The first is partially due to how galera handles DDL statements, total order isolation (TOI) is the default, more info can be found here,

http://www.codership.com/wiki/doku.php?id=rolling_schema_upgrade

the fact that is affects all tables and dbs is a bug / feature, more details here,

https://bugs.launchpad.net/galera/+bug/928919

I assume the load data infile lock is due to the synchronous requirements of the cluster waiting to receive confirmation of the commit on the second node.

you have a couple of options to avoid a cluster wide lock,

a) for the alter table scenario, as detailed at the link above, you can use a DDL handling method known as rolling schema upgrade (RSU) which automatically detaches the node for the duration of the operation, then resynchronizes when finished.

b) for both the load data infile and alter table you can do a more manual version of this by simply disconnecting each node, performing the operation, and reconnecting

c) A third version is to issue a command to only apply the command locally,

SET wsrep_on=0;
do your command (alter, load data, etc...)
SET wsrep_on=1;

All methods would have to be performed on all nodes and particularly with ALTER, you’ll need to consider whether inconsistent schemas on the nodes will cause replication problems.

5. As noted in the limitations section,

http://www.codership.com/wiki/doku.php?id=limitations

only innodb is supported (myisam is starting to become experimental). when dealing with the mysql permissions db (which are myisam), use ‘grant’ and ‘create’ instead of ‘insert’ if you want the commands to replicate.

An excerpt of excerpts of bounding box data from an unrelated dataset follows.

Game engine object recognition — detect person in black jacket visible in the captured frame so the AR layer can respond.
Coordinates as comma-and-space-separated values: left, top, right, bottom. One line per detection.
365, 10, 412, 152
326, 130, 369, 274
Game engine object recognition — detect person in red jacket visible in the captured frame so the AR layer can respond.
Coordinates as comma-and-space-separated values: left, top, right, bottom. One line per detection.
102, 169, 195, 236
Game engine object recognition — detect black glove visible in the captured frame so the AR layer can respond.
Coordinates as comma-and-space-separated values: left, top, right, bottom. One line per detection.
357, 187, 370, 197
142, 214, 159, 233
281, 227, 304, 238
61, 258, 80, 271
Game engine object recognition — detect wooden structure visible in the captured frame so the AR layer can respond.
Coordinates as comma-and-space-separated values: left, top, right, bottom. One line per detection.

6. A caveat and further explanation to the last point – to tables other than innodb, DML statements are not replicated, but DDL statements are. This is because DDL statements seem to be passed on using a different method than DML statements. This difference also has implications that can cause some confusion; on our two nodes, we were mystified as to why the dbs would replicate DDL statements both directions node1 <–> node2 , yet would not replicate DML statements, only node1 –> node2. Figuring that the DDL was replicating both ways, we ruled out a configuration restriction issue, which was wrong, as the eventual cause was replicate-wild-do-table= specification in my.cnf for a particular db, while we were using  the ‘test’ db for the test. The setting would not allow DML replication, yet Galera allowed the replication of the DDL (create and alter) of the table in the ‘test’ db.

7. It may take some time for the node to become fully operational, for instance you might not be able to login at first, or you’ve logged in and issue a command, ‘command not found’ is returned. Just give it a little time and/or check the error logs to confirm it’s on track.